元厚生次官宅連続襲撃事件を検証する――との触れ込みではじまった今回の番組。だが、事件の犯人として自首した男の半生や人物像を遠慮仮借無く、根掘り葉掘りして、それを公開する能力では民放ワイドショーなどには及びもつかない。
そして、焦点は事件そのものから、官僚が狙われ、脅迫が過激化しているという「社会現象」へと移るのだ。「霞ヶ関では官僚に対する脅迫が相次いでいる」(国谷裕子キャスター)として、ムーブメント的に括るには少々頼りない、いくつかの事例が紹介された。
匿名からの脱却
いわく、ネット掲示板には、文科省官僚11名の実名、役職を挙げての「殺害予告」が書き込まれた。殺害の日時までも記載していたという。
農水省のある食品行政担当者は、ある日突然に「つまらんことを言うな」と脅迫めいた電話を受けた。相手は自分の名前はもちろん、家族構成、単身赴任で働いてることなども把握。襲撃事件の犯人が逮捕されても、恐怖はぬぐえず、家族はおびえているという。
元文部(科学)省の有力官僚で、かつてはゆとり教育の旗振り役、現在はスポークスマン、そして映画評論家としても知られる寺脇研は、ネット上などで過激な批判に晒されている1人だ。「役人に対して文句があるときに、社会のルールのなかで言えずに暴発してしまう」危険性を痛感している。
そして、なんとあろうことか、卑劣な匿名ネット掲示板ユーザーばかりでなく、良識あるNHK視聴者にも官僚への不満が鬱積していることが明らかになった。今回の事件に関連して、NHKに多く寄せられた意見のなかで、「(襲撃)事件は絶対に許せない」としつつも、年金行政や官僚に対する不満が相次いで寄せられているそうだ。
では、いったいどうしたらよいのか。番組もエンディングに近づいたところで、ゲストのノンフィクション作家、吉岡忍は「匿名からの脱却」を訴えた。
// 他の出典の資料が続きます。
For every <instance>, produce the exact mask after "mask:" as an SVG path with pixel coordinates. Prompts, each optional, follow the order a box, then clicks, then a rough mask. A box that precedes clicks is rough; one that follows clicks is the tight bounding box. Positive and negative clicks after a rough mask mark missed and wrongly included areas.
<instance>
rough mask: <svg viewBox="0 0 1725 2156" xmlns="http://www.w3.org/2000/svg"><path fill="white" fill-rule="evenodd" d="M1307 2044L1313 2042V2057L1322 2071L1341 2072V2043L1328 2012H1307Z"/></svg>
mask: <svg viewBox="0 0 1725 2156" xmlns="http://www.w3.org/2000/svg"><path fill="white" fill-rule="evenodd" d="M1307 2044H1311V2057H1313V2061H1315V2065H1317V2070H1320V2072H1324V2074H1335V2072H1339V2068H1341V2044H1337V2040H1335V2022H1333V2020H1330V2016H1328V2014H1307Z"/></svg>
官僚の不祥事、行政の失敗などが毎日のように伝えられるなかで、ネット上などで批判するほうは匿名だが、官僚の側も匿名的であり、「顔がない」ことが容疑者を刺激した可能性がある。官僚も政治家のように顔を持ち、言葉を持つ存在になって、国民に説明することが求められているのではないか――。